Corrie’s experiences through WWII are widely known, but what many people don’t know is that a series of strokes halted Corrie’s public work and ministry several years before her death. For the last two-and-a-half years of her life, the woman who had endured so much and emerged victorious was not physically able to leave her room.

This was not the story anyone expected for the strong and persevering Corrie ten Boom. It was certainly not the reality Pam had expected when she agreed to accompany Corrie in her ministry. Despite the unexpected setbacks, Pam stayed on as Corrie’s assistant until Corrie passed away on April 15, 1983—her 91st birthday.

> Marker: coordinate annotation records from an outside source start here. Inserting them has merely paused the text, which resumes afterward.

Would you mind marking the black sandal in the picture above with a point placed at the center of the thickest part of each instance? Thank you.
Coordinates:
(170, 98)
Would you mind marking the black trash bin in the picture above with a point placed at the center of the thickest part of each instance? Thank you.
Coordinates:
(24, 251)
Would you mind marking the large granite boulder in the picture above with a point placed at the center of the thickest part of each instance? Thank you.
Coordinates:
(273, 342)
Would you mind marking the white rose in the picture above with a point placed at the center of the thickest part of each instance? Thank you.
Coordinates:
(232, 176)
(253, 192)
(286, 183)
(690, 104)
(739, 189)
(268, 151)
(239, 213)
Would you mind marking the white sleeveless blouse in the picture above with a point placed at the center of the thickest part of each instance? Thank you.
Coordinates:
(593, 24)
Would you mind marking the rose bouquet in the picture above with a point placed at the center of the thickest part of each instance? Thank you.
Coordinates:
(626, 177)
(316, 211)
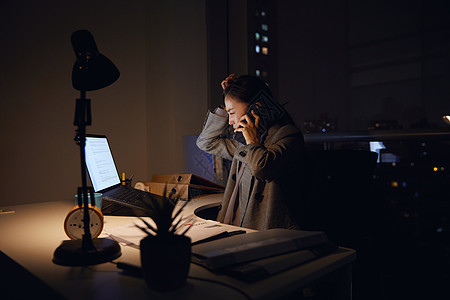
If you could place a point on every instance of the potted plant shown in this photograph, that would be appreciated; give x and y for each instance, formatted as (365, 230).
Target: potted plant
(165, 254)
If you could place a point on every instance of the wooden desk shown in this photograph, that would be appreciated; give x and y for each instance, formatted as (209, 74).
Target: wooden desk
(31, 234)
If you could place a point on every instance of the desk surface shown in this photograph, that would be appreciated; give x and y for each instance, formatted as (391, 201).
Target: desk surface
(31, 234)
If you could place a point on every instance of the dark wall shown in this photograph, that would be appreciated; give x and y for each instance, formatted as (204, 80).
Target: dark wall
(356, 62)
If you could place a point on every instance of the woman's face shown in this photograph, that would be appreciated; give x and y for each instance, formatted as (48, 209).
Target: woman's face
(235, 109)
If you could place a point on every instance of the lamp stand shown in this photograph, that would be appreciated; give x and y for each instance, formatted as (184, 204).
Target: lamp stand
(87, 251)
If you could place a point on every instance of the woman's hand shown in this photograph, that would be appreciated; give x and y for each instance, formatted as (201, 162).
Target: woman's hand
(249, 128)
(225, 83)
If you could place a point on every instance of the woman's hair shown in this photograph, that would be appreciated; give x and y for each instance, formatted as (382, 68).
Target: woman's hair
(245, 88)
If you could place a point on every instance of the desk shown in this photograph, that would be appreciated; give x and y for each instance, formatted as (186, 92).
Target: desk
(31, 234)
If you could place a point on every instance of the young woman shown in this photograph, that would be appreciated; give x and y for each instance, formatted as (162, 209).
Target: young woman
(264, 185)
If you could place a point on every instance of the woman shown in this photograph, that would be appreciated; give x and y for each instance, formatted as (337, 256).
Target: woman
(266, 150)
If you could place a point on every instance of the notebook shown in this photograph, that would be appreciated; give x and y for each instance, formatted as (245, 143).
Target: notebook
(117, 199)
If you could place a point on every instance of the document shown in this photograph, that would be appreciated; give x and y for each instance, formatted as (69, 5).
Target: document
(131, 235)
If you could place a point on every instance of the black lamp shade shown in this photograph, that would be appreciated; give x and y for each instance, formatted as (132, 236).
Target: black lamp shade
(92, 70)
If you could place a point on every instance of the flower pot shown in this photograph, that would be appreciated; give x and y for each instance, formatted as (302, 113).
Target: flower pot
(165, 261)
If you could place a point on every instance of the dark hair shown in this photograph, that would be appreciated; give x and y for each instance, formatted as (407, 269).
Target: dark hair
(245, 88)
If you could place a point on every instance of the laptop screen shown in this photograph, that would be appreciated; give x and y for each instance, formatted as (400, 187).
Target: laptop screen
(100, 163)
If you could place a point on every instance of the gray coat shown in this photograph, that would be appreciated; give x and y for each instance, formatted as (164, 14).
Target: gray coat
(271, 184)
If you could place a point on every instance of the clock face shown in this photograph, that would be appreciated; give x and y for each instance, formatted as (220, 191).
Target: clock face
(74, 222)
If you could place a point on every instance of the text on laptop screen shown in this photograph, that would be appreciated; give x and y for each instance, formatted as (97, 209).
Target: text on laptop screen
(100, 163)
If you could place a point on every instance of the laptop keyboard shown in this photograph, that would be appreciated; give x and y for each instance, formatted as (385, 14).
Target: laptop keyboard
(129, 197)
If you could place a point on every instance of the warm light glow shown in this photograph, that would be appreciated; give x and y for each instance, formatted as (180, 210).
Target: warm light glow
(446, 119)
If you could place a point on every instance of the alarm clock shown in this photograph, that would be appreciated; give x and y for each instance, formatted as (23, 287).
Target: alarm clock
(74, 224)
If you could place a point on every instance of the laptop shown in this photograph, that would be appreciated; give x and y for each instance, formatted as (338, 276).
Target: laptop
(118, 199)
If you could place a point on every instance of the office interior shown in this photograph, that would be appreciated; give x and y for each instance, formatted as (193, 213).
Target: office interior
(342, 67)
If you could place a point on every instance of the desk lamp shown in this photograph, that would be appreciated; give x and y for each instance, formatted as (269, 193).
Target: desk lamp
(91, 71)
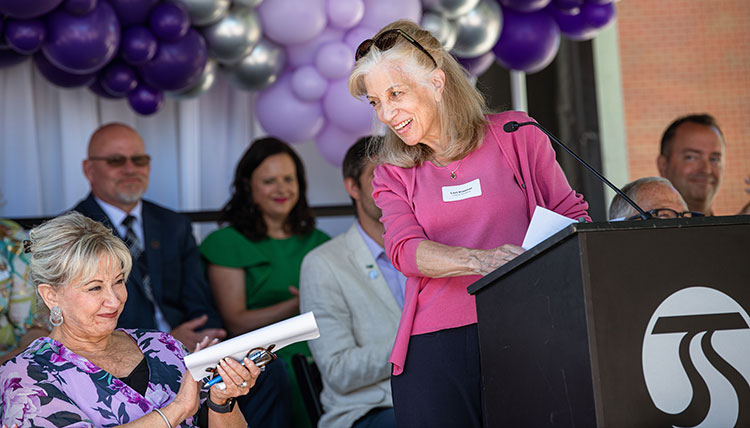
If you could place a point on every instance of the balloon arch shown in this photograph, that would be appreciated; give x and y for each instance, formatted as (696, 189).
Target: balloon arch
(296, 54)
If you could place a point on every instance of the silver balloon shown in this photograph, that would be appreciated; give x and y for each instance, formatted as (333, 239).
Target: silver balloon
(207, 81)
(441, 28)
(205, 12)
(257, 70)
(234, 36)
(450, 8)
(478, 30)
(248, 3)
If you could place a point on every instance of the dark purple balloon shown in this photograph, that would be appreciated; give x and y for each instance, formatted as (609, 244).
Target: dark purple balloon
(598, 15)
(525, 5)
(25, 36)
(169, 21)
(79, 7)
(82, 44)
(145, 100)
(26, 9)
(118, 79)
(177, 65)
(132, 12)
(61, 77)
(138, 45)
(10, 58)
(528, 41)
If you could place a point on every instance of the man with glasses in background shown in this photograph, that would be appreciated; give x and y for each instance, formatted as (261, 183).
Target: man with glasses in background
(655, 195)
(167, 289)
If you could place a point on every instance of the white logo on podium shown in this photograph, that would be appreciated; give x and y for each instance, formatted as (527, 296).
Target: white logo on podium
(696, 359)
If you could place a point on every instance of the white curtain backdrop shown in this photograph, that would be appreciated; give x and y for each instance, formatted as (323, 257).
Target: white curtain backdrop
(194, 144)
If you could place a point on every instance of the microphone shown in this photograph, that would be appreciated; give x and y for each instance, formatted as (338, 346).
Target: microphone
(513, 126)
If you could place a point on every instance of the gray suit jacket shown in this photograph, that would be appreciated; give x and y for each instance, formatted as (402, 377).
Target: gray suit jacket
(357, 317)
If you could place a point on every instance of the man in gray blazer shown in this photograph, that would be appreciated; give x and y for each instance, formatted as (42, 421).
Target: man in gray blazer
(356, 295)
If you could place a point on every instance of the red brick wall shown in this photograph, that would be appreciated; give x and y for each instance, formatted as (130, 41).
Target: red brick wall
(687, 56)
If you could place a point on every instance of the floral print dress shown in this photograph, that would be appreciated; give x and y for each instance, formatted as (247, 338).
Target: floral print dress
(49, 386)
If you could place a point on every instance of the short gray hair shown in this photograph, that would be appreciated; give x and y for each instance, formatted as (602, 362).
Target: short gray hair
(69, 247)
(619, 208)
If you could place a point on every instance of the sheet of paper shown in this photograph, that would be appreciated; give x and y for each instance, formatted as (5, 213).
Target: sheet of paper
(544, 223)
(283, 333)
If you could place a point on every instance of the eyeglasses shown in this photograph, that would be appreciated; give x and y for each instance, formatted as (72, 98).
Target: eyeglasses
(387, 40)
(667, 213)
(120, 160)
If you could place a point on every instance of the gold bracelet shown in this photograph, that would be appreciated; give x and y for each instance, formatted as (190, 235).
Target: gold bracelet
(163, 417)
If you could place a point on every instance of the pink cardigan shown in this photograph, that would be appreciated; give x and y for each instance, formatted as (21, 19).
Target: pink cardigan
(516, 173)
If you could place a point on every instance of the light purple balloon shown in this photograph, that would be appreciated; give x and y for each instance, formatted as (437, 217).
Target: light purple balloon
(25, 36)
(61, 77)
(528, 42)
(290, 22)
(82, 44)
(304, 53)
(138, 45)
(283, 115)
(145, 100)
(169, 21)
(345, 111)
(131, 12)
(333, 142)
(27, 9)
(525, 5)
(344, 14)
(308, 84)
(79, 7)
(335, 60)
(177, 65)
(379, 13)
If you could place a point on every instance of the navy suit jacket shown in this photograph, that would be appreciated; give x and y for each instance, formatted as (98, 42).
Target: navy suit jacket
(174, 264)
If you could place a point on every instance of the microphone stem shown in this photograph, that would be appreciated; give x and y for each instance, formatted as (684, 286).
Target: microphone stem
(642, 213)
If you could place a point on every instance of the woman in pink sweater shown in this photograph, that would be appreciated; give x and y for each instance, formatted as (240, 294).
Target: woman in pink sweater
(457, 195)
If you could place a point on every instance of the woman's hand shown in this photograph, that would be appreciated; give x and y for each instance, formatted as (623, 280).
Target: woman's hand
(238, 380)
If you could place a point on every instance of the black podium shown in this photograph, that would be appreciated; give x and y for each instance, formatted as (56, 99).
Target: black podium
(631, 324)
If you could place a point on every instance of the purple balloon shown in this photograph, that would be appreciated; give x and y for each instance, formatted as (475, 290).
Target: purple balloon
(335, 60)
(290, 22)
(138, 45)
(525, 5)
(304, 53)
(9, 58)
(132, 12)
(145, 100)
(118, 79)
(599, 15)
(26, 9)
(308, 84)
(177, 65)
(283, 115)
(528, 41)
(79, 7)
(169, 21)
(25, 36)
(379, 13)
(345, 111)
(478, 65)
(82, 44)
(333, 142)
(61, 77)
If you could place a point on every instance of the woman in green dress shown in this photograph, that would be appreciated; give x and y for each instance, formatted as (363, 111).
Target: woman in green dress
(253, 263)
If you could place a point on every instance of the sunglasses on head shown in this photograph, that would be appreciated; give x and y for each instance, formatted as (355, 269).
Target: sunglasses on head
(121, 160)
(386, 40)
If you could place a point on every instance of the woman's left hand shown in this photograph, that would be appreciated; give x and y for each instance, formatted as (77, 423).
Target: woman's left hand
(237, 378)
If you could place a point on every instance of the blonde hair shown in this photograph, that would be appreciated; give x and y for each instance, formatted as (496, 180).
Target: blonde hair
(69, 247)
(461, 111)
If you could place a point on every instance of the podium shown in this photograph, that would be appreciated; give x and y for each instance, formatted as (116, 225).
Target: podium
(630, 324)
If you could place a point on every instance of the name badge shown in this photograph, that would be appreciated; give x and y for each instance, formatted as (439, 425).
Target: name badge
(471, 189)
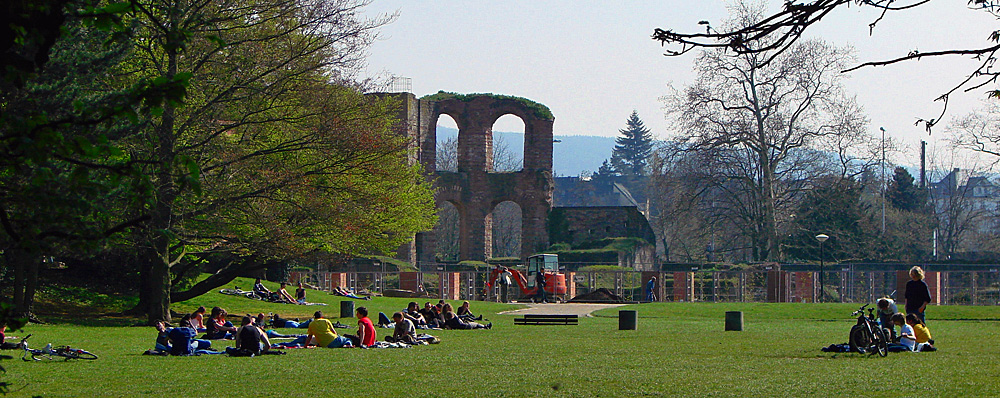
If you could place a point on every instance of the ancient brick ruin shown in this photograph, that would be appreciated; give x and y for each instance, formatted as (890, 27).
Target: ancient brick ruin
(476, 189)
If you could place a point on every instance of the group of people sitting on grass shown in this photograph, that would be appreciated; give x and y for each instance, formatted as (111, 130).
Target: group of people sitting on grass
(252, 339)
(441, 316)
(913, 332)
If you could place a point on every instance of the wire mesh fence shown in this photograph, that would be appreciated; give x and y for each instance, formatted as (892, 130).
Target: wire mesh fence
(844, 284)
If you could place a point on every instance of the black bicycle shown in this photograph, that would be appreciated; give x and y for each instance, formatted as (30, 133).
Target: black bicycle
(49, 352)
(866, 336)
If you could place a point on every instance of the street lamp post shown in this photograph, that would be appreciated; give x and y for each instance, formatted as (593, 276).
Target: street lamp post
(821, 238)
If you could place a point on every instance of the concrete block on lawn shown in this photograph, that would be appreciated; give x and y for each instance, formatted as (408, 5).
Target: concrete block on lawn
(734, 321)
(347, 309)
(627, 319)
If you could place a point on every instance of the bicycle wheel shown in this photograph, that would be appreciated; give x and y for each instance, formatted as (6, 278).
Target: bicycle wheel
(81, 354)
(860, 339)
(881, 342)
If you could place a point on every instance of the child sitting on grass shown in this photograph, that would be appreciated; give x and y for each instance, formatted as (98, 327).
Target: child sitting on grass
(907, 338)
(366, 330)
(404, 332)
(321, 331)
(886, 309)
(921, 334)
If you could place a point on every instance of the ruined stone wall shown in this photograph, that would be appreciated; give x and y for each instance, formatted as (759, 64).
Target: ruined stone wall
(575, 225)
(475, 189)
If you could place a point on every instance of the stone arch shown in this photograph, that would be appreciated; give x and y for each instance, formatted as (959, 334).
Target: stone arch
(507, 223)
(446, 149)
(474, 187)
(507, 152)
(448, 231)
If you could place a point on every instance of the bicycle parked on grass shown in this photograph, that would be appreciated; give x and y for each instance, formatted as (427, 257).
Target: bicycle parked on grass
(236, 291)
(48, 352)
(867, 337)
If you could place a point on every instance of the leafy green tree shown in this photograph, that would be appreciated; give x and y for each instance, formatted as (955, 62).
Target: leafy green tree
(632, 148)
(272, 154)
(903, 194)
(60, 171)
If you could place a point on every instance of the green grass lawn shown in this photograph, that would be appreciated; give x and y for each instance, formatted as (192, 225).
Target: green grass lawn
(679, 349)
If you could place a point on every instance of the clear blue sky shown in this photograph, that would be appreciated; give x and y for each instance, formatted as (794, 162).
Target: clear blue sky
(592, 63)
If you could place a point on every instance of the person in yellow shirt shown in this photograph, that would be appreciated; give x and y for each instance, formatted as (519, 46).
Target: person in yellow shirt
(920, 333)
(322, 331)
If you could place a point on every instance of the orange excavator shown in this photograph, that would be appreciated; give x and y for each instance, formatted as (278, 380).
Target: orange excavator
(548, 264)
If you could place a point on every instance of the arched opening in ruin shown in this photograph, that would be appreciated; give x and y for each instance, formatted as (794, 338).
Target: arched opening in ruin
(506, 230)
(508, 144)
(448, 232)
(446, 157)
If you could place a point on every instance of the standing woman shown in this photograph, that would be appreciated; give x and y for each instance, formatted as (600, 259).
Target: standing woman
(300, 294)
(917, 294)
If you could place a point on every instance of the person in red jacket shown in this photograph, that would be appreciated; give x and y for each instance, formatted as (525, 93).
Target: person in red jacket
(366, 330)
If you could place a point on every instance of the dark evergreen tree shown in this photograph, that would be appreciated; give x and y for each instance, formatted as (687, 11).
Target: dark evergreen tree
(902, 193)
(632, 148)
(605, 171)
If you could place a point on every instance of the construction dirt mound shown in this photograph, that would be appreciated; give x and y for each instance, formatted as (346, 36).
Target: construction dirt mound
(601, 295)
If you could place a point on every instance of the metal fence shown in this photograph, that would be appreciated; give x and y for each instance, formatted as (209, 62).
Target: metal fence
(848, 284)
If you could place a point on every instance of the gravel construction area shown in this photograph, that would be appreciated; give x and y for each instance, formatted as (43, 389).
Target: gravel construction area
(562, 309)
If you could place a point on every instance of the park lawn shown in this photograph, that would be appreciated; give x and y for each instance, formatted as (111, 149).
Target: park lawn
(679, 349)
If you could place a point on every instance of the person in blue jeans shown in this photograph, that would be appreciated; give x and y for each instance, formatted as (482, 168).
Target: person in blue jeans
(182, 341)
(650, 289)
(540, 285)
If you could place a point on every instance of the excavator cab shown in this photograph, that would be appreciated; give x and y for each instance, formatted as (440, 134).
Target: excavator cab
(555, 282)
(548, 263)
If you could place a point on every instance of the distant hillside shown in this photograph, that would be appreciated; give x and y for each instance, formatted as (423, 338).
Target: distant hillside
(574, 154)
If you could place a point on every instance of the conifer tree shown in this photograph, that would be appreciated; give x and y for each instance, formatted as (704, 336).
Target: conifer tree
(632, 148)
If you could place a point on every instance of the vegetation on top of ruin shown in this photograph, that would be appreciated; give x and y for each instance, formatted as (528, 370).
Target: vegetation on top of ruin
(539, 110)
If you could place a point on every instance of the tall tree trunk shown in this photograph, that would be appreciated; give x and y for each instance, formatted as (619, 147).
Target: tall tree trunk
(25, 280)
(31, 285)
(16, 257)
(159, 255)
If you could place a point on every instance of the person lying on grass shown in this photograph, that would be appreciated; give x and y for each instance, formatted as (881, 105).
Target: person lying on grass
(218, 327)
(250, 338)
(279, 322)
(466, 314)
(182, 341)
(412, 313)
(5, 345)
(404, 331)
(366, 330)
(432, 314)
(284, 296)
(322, 334)
(453, 321)
(347, 293)
(198, 319)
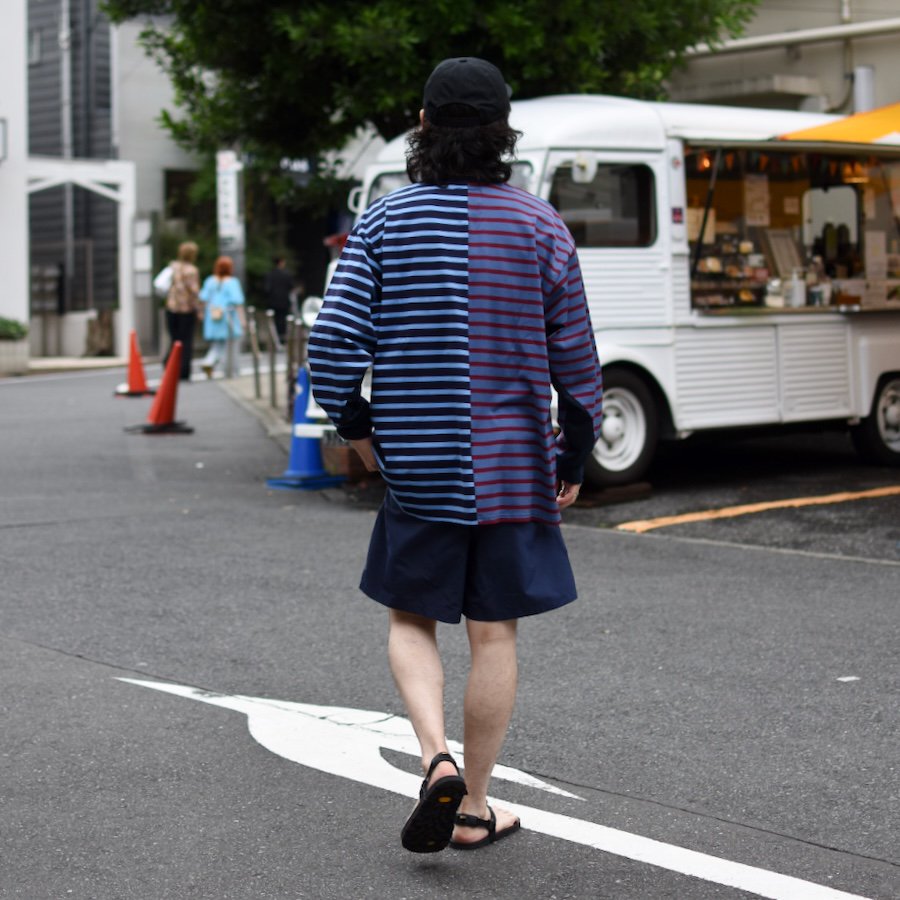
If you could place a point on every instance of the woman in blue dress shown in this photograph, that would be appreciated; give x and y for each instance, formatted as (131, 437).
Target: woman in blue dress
(224, 319)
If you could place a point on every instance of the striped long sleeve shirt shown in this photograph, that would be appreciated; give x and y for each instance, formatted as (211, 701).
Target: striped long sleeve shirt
(467, 302)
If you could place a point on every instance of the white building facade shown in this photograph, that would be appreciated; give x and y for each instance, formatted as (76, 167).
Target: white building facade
(836, 56)
(13, 163)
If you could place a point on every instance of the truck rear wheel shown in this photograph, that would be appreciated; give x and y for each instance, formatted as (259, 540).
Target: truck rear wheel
(877, 437)
(629, 432)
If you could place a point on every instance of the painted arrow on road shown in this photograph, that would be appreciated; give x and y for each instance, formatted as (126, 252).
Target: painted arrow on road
(348, 743)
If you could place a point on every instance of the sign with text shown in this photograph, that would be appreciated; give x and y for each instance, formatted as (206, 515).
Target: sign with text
(230, 200)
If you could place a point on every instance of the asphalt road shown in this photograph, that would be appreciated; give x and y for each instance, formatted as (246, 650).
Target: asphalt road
(727, 688)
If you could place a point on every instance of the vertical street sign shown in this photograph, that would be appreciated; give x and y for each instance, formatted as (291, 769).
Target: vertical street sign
(230, 206)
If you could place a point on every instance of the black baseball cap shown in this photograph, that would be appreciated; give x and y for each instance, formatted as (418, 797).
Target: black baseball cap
(470, 82)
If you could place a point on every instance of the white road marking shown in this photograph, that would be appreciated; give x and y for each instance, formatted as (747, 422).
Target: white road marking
(348, 743)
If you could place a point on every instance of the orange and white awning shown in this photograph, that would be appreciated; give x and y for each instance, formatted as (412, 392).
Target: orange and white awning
(879, 127)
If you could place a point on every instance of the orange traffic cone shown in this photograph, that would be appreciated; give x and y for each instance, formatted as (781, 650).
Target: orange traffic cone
(137, 382)
(161, 419)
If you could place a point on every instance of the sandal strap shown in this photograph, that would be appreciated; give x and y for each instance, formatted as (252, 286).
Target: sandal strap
(470, 821)
(438, 759)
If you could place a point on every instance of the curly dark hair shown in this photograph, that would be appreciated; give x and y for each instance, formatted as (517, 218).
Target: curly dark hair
(437, 154)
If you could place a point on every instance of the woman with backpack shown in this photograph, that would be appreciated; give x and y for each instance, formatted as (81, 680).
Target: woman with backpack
(182, 304)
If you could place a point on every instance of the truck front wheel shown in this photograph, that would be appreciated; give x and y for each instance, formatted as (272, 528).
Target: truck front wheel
(877, 437)
(628, 434)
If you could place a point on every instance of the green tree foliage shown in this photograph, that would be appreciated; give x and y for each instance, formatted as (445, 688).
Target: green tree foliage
(291, 78)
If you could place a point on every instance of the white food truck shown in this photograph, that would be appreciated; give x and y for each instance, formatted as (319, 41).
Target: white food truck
(735, 278)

As Corrie’s final personal assistant, Pam chronicled those last years of Corrie’s earthly life. She also shared her own spiritual wrestling as she watched her friend and mentor endure the pain and frustration of her abilities slipping away. What was the point of this pain? How can God possibly find good in it?

In The Five Silent Years of Corrie ten Boom, Pam works through that age-old question: Why would a good and sovereign God allow His child to suffer?

“The days went slowly by. We heard the familiar whirring of the electric bed as we lowered it to change her position, the metallic clicking of the rails as we raised and lowered them to turn our patient, the ticking of the brown clock. Nine months passed. It was not easy for her or for us. It was very hard sometimes. There were days when the routine seemed endless and the hours seemed to last for days.”

It was in that suffering that Pam saw Him work, as she saw lives touched and she gained a front-row seat to Corrie’s own experiences through the ordeal. Could it be that God was using this, too? Just like He had used Corrie’s concentration camp experience? God had brought good from the horrors of Nazi cruelty. Could He – would He – bring good of this, too?

“Up until this time, in common with a large part of the western world, I had set great store by strength and achievement…Particularly in America, I had found ‘self-image,’ or our view of ourselves, was related directly to what a person achieves. But what happens when a person becomes old, frail, brain-damaged, and in some eyes, apparently useless? How does God view that? How should society view that? I had been learning that our real selves can be discovered only in the Lord Jesus Christ. The Bible tells us that He died to save us from our sins, that we are ‘precious, holy, beloved, dear children, hidden in the hollow of His hand.’ And in that hand He also holds our times.”

People brought to Corrie’s bedside were greeted with the same love and warmth (albeit quieter) that she had shown to prisoners and audiences in her travels. Caretakers who spent hours with this incapacitated Corrie but had never met her before were impacted by her life—even as an invalid. Her consistent patience and kindness in the midst of suffering was not lost on the people around her.

The Five Silent Years of Corrie ten Boom tells the last chapter of Corrie’s life on earth, how a soldier for God endured her final battle. In a time when the sanctity of life is challenged more and more, this story reminds us all that those of us the world might see as weak and expendable are just as valued and used by God. And it reminds us that no matter where life finds us right now, our times are in His hands, too.